Child labor laws are very serious in Michigan and must be respected. They were put in place to protect children, ensuring that they could not be exploited — as they had so often in the past. For all workers under 18, there are special rules that employers must follow.
It’s important to note that these rules do not just apply to who is allowed to work or how many hours they can put in during the week. They may also apply to the very hours that an underage worker can be on the clock.
For instance, under Michigan law, a person who is 15 years old or younger is not allowed to work after 9:00 p.m. or before 7:00 a.m. If that person works at a coffee shop that opens at 5:30 a.m. to accommodate the morning rush hour traffic, for instance, they cannot come into work at the very moment of opening. The general idea here is to prevent young workers from being forced to work overnight — a shift that few workers want to take — but it also applies to daytime shifts that start early or run late.

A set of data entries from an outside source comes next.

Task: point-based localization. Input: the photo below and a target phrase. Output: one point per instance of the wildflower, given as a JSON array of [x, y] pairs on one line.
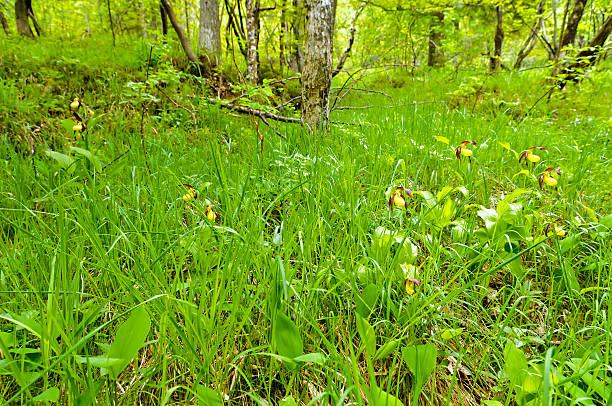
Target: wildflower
[[548, 177], [410, 285], [555, 228], [461, 150], [210, 211], [398, 197], [76, 103], [191, 194], [528, 155]]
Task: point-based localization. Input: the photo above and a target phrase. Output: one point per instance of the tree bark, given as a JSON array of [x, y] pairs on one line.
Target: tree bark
[[252, 73], [4, 24], [569, 33], [21, 19], [317, 71], [588, 56], [532, 39], [164, 19], [495, 62], [435, 55], [349, 46], [37, 26], [209, 40], [185, 43]]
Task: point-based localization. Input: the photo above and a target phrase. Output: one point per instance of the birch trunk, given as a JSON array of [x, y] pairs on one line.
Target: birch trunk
[[499, 40], [532, 39], [317, 70], [252, 73], [209, 41], [434, 55], [21, 19]]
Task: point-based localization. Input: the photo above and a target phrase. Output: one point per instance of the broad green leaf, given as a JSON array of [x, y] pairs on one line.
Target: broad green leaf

For workers who are 16 and 17 years old, there are also restrictions. They cannot work until later than 10:30 p.m. if it is a school night and they are enrolled in school. They also cannot work before 6:00 a.m. If they are on vacation from school or if it is a weekend, the night deadline gets extended to 11:30 p.m. Those who are not going to school at all get to use this 11:30 p.m. deadline all the time, but they still cannot work before 6:00 a.m. until they turn 18.
It’s important to keep these laws and regulations in mind, as having children work when they’re too young or at times when it is prohibited can qualify as abuse. Those facing such accusations need to know what options they have.